I recently saw it reported that 95% of insurance premiums are paid monthly. So what you say? Surely that helps with managing cash flow.
I suspect it does, but maybe not the cash flows you’re thinking. Call me cynical, but I think it has more to do with the cash flow position of the adviser that sold the policy and the insurer than it does the policyholder. Let me explain.
It is an adviser’s role to advise clients on their personal insurance needs and even to establish appropriate cover. In doing so the adviser needs to make sure the premiums are structured in a manner that achieves the best outcome for the client and to make sure that client’s pay as little as they can for the cover that they need. There are a number of aspects to this, but the one we are focusing on today is premium payment frequency.
Typically you pay 6%-8% more to pay premiums monthly versus annually. Even half-yearly premium payments are typically 3%-4% more than annual payments. Good financial planning involves locking in as many of the guaranteed wins as you can and a guaranteed 6%-8% return is something I’d be happy to lock in every day of the week for my clients. So why is this only being recommended and implemented up to 5% of the time?
Sometimes the answer is validly cash flow. The person simply doesn’t have the full amount at the time, but this should only be the case some of the time, not nearly all of the time.
Underlying the practice of monthly premiums and use of direct debit are sales techniques designed to trick you and trap you.
Firstly, it breaks the total cost into a much smaller amount, making it appear less expensive. Sadly, as humans we aren’t good at taking it back to the full annual cost.
Secondly, it automates the payment, meaning we don’t see it or feel it unless we read our bank or credit card statements line by line. Out of sight, out of mind.

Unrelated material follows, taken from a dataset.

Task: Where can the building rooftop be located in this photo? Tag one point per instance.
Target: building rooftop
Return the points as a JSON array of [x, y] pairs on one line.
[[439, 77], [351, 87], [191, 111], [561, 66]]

Thirdly, we have to do something to stop it from being drawn from our account. Again, as humans we are pretty flawed and we often can’t be bothered stopping it, even if we don’t want to pay it. So we keep paying for it.
These are sales techniques used very broadly, it’s not just in financial services. It’s everywhere. If you’ve ever paid for something by instalments, it’s a fair chance the ability to do this was the factor that made the sale happen.
Now I’m not suggesting you go out and cancel your insurance simply because it is on monthly direct debit or even stop using direct debit. What I am suggesting is that you pay premiums annually, rather than monthly or even half-yearly. It is very likely you will achieve a guaranteed return you won’t get elsewhere. You will also see and feel the true cost and make conscious decisions as to whether you are getting value.
If you can afford to pay more via monthly payments you can afford to pay the lesser amount annually. You just have to have the full amount in your bank account at the time. This is not a question of affordability. I’ve heard that argument before and it simply doesn’t fly.
Remember advisers taking commissions on insurance, which is the vast majority, are incentivized to increase premiums. The more you pay, the more they get. Don’t rely on them to be looking out for you on this matter, as they clearly aren’t.
This advice is of a general nature only and may not be relevant to your particular circumstances. The circumstances of each person are different and you should seek advice from a financial planner who can consider if any strategies or products mentioned are right for you.